Um projeto em parceria da Prefeitura com apoio do Governo do Estado e a associação industrial que representa o setor de confecção busca formar um estruturado centro industrial local para reunir os pequenos ateliês de costura da região.

"O projeto visa juntar todos que trabalham com costura em um local que tenha creche, local para refeição, campo de futebol, similar aos investimentos de grandes indústrias do setor", explica.

Ele acredita que esse modelo, que foge um pouco às características do cooperativismo mais conhecido, seria o mais próximo do ideal. "Esse pode até ser um modelo a ser copiado para outros municípios para potencializar a produtividade".

Situação da indústria nacional ainda é preocupante após a pandemia

O cenário do mercado, porém, é desafiador. De acordo com levantamento feito pela Associação Brasileira da Indústria Têxtil e de Confecções (Abit), entre janeiro e julho, as importações de vestuário saltaram 25,5% em relação a igual período de 2022.

O movimento corrobora com a preferência das grandes varejistas de vestuário de diminuir a demanda pelo produto nacional e apostar nos produtos produzidos em outros países, como a China.

Foram mais de US$ 1,18 bilhão em importações, enquanto as exportações somaram US$ 105 milhões, alta tímida de 1,3%, insuficiente para impedir um déficit na balança comercial da atividade.

Ainda segundo os cálculos, se levar em consideração todos os segmentos - desde os insumos, passando pela área têxtil até a confecção - a balança comercial movimentou US$ 2,83 bilhões.

Esse montante correspondeu a um crescimento de 4,75% das importações e queda de 18,01% nas exportações do setor.

Isso faz com que a indústria nacional enfrente um verdadeiro baque. Conforme dados do Instituto Brasileiro de Geografia e Estatística (IBGE), o momento da produção industrial cearense ainda é delicado.

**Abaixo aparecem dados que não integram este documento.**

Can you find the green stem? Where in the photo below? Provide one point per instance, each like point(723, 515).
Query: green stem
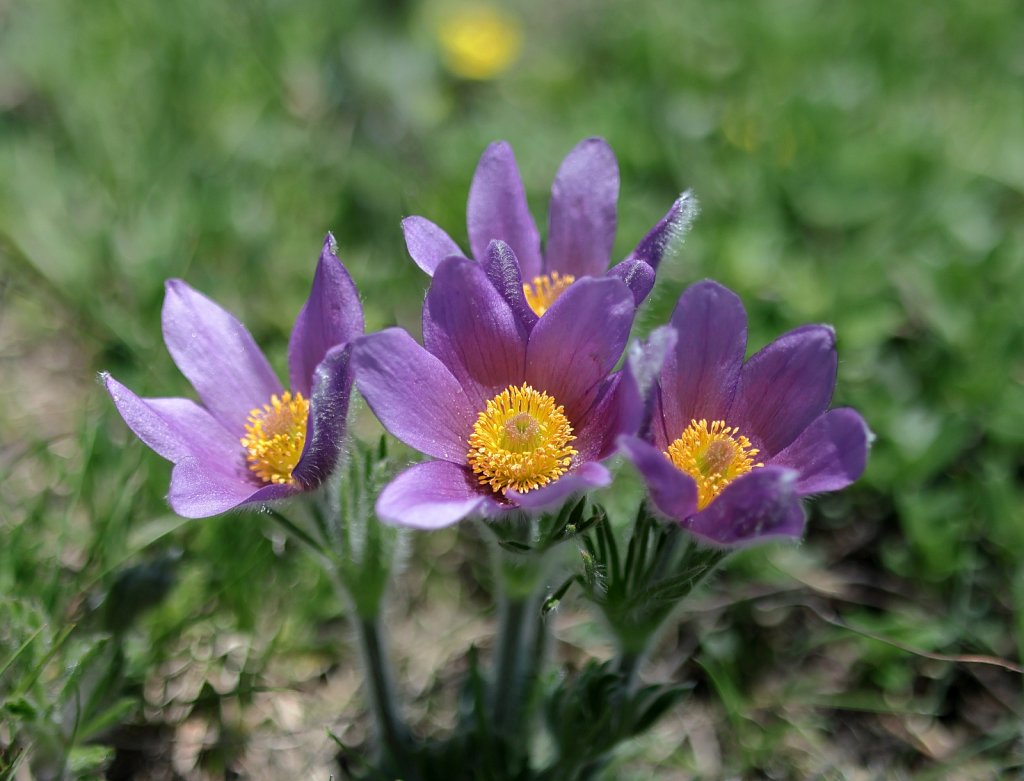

Em 2022, o setor de confecção de vestuário e acessórios fechou em queda, de 32,8%, em relação ao observado em 2021, bem mais do que o resultado nacional (-8,4%).

No mesmo período, o setor têxtil fechou com retração de 2,1%, um pouco menos que a média Brasil (-12,8%).

Até esse momento do ano, de janeiro a setembro, os dados apontam que a retração no mercado nacional abrandou, mas segue forte.

O setor têxtil segue caindo 0,9%, enquanto o de confecção desaba 8,9%. No Ceará, no igual período, o setor têxtil está subindo 25,7%, enquanto o de confecção está caindo 24,3%.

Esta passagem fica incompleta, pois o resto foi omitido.